Alcohol abstinence may reduce secondary atrial fibrillation, randomized trial finds
An editorial noted the potential difficulty of convincing patients who drink regularly to abstain from alcohol long enough to make a difference.
Abstinence from alcohol reduced secondary atrial fibrillation in regular drinkers, a small Australian study found.
Researchers conducted a multicenter, open-label, randomized controlled trial at six hospitals among adults who consumed 10 or more standard drinks (one standard drink was defined as 12 g of pure alcohol) per week and who had paroxysmal or persistent atrial fibrillation in sinus rhythm at baseline. One hundred forty patients were randomly assigned in a 1:1 ratio to either abstain from alcohol or continue their usual consumption. Patients were asked to report their alcohol consumption during the trial by maintaining a weekly alcohol diary. Those in the abstinence group were encouraged to abstain completely, got monthly oral and written advice on abstaining from study investigators, and could receive random urine testing to confirm abstention if no alcohol use was logged in their diaries. Primary end points were recurrence of atrial fibrillation and proportion of time in atrial fibrillation during six months of follow-up. Results of the study were published Jan. 2 by the New England Journal of Medicine.

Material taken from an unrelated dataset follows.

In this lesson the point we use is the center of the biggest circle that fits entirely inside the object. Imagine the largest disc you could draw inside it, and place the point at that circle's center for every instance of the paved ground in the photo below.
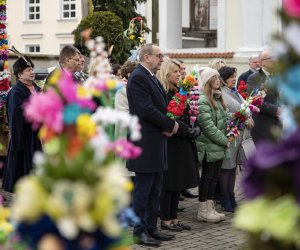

Eighty-five percent of the study patients were men, and the mean age was 62 years. The 70 patients assigned to the abstinence group reduced their mean alcohol intake from 16.8±7.7 to 2.1±3.7 standard drinks per week (a reduction of 87.5%), while the 70 patients assigned to the control group reduced their mean alcohol intake from 16.4±6.9 to 13.2±6.5 drinks per week (a reduction of 19.5%). After a two-week blanking period, atrial fibrillation recurred in 37 (53%) of 70 patients in the abstinence group and in 51 (73%) of 70 patients in the control group. Time without recurrence of atrial fibrillation was longer in the abstinence group than in the control group (hazard ratio, 0.55; 95% CI, 0.36 to 0.84; P=0.005), and the median percentage of time in atrial fibrillation during six months of follow-up was significantly lower in the abstinence group than in the control group (0.5% vs. 1.2%; P=0.01).
An editorial noted that researchers shortened the abstinence group's follow-up to six months from a planned 12 months because of challenges in recruiting participants willing to abstain from alcohol for a year. It added that alcohol consumption is strongly embedded in the food and societal culture of Westernized countries. The editorial stated, “[T]he current study presents a compelling argument for alcohol abstinence as part of the successful management of atrial fibrillation. Nevertheless, the sobering reality is that for many persons with atrial fibrillation, total abstinence from alcohol may be a difficult goal to achieve.”